Back problems such as back pain can be managed or reduced by strengthening the core muscles of back. Core back exercises work on the muscle groups of the abdominal (stomach), back and pelvic areas.
The exercises that offer support to the spine and protect it are listed below.
Back hyperextensions: Lie down on your stomach with your fingers entwined under your face. Keep your feet firmly on the floor and contract your lower back muscles and raise your upper body. When your chest comes off the floor, lower yourself back. Exhale when you lift yourself and inhale as you lower yourself.
Leg raises: Lie face -down with your head turned over to one side. Hands should be by side of your hips and stomach should be contracted. Raise your left leg and lower it back slowly, focusing on squeezing the muscle above your hip. Repeat the exercise 10 times for left leg and then switch to the right.
Long bridge: Sit with your back upright and legs straight. Place your hands by the side of your hips and lift your body in a way that the head, shoulders, hips, knees and feet form a straight diagonal line. Don’t let your hips drop down by contracting your back and hip muscles to hold yourself up. The position should be held for 10 seconds. Do not hold your breath while exercising or resting.
Back stretch: Lie on your back. Hold your left knee with left hand and right with right hand. Pull both the knees in towards your chest and hug them tightly. The position should be held for 10 seconds. Do repetitions.

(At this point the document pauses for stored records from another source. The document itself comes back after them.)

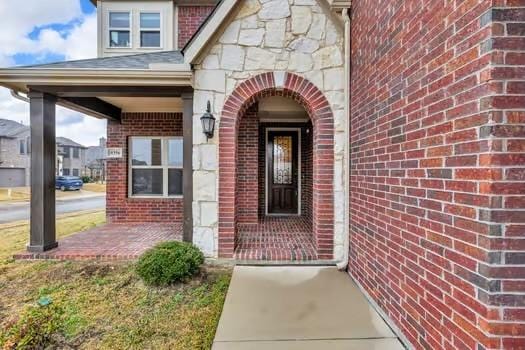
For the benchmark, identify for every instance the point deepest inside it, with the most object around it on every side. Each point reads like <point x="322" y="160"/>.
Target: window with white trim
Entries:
<point x="119" y="29"/>
<point x="150" y="29"/>
<point x="155" y="166"/>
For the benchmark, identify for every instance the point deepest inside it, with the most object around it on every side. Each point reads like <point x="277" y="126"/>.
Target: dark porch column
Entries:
<point x="43" y="157"/>
<point x="187" y="164"/>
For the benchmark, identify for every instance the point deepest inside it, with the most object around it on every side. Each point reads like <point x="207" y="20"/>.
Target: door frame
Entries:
<point x="266" y="167"/>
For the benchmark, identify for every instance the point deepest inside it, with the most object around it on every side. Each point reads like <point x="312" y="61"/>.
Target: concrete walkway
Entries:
<point x="298" y="307"/>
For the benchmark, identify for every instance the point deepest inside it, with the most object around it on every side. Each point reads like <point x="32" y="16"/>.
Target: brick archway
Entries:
<point x="314" y="102"/>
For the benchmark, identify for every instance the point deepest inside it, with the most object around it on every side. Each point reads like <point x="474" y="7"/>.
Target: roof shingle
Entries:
<point x="137" y="61"/>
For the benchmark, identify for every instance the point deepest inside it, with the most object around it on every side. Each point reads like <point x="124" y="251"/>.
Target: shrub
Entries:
<point x="35" y="328"/>
<point x="169" y="262"/>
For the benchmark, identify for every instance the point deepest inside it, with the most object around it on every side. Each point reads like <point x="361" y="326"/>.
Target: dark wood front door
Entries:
<point x="283" y="172"/>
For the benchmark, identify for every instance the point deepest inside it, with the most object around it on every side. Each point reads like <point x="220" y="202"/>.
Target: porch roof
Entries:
<point x="166" y="69"/>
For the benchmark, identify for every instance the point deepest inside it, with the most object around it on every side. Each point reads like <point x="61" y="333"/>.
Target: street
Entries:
<point x="20" y="211"/>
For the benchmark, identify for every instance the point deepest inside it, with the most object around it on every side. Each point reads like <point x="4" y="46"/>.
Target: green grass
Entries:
<point x="102" y="305"/>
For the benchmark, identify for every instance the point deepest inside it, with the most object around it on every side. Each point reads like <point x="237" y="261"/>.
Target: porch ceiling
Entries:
<point x="145" y="104"/>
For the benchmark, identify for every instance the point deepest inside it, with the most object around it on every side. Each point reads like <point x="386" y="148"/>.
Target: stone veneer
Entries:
<point x="295" y="36"/>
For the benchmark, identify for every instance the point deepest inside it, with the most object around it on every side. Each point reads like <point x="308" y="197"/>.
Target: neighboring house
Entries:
<point x="96" y="161"/>
<point x="15" y="154"/>
<point x="409" y="166"/>
<point x="71" y="157"/>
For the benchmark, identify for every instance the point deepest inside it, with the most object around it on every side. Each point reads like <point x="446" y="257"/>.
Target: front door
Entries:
<point x="283" y="172"/>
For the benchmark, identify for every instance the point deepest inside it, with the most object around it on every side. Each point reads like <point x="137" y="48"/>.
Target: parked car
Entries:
<point x="68" y="183"/>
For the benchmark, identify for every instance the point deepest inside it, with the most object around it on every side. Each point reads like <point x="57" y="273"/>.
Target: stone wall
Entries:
<point x="120" y="208"/>
<point x="437" y="168"/>
<point x="296" y="36"/>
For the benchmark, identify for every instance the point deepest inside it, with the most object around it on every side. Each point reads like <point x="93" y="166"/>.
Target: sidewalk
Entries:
<point x="299" y="308"/>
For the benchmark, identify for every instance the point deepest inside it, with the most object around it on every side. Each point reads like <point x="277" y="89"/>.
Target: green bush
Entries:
<point x="169" y="262"/>
<point x="35" y="328"/>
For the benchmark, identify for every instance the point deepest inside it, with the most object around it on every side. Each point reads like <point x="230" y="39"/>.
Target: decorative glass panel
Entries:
<point x="147" y="182"/>
<point x="174" y="182"/>
<point x="146" y="152"/>
<point x="282" y="160"/>
<point x="119" y="19"/>
<point x="150" y="20"/>
<point x="119" y="38"/>
<point x="150" y="39"/>
<point x="175" y="152"/>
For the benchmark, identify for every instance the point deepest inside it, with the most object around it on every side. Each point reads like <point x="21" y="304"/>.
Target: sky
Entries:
<point x="42" y="31"/>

Plank: Lie down on your stomach. Place your palms under your shoulder. Lift yourself up in a way that your head, shoulders, hips, knees and feet form a straight diagonal line. Make sure that your back shouldn't sag down. Hold the position for 10 seconds, keeping your abdomen tightly contracted. Rest for two seconds and repeat.
Upper ab curls: It is just like a half sit-up. Lie on your back with knees bent and feet on the floor. Place your hands behind your head with elbows out to the side. Raise your upper body with your abdominal muscles contracting. Lift yourself up slowly until the shoulders blades come off the floor. Lower down until your head touches the floor, but don’t let your head or arms rest on the floor. Exhale as you lift and inhale as you lower.
Our everyday activities, such as driving, working on a computer or standing for long duration, can take a toll on spine. You may feel that exercise will add to the discomfort if you are having back trouble, but the fear of increased pain should not stop you from doing back specific exercises. If you experience more discomfort with each passing day despite engaging in exercises, consult a doctor immediately.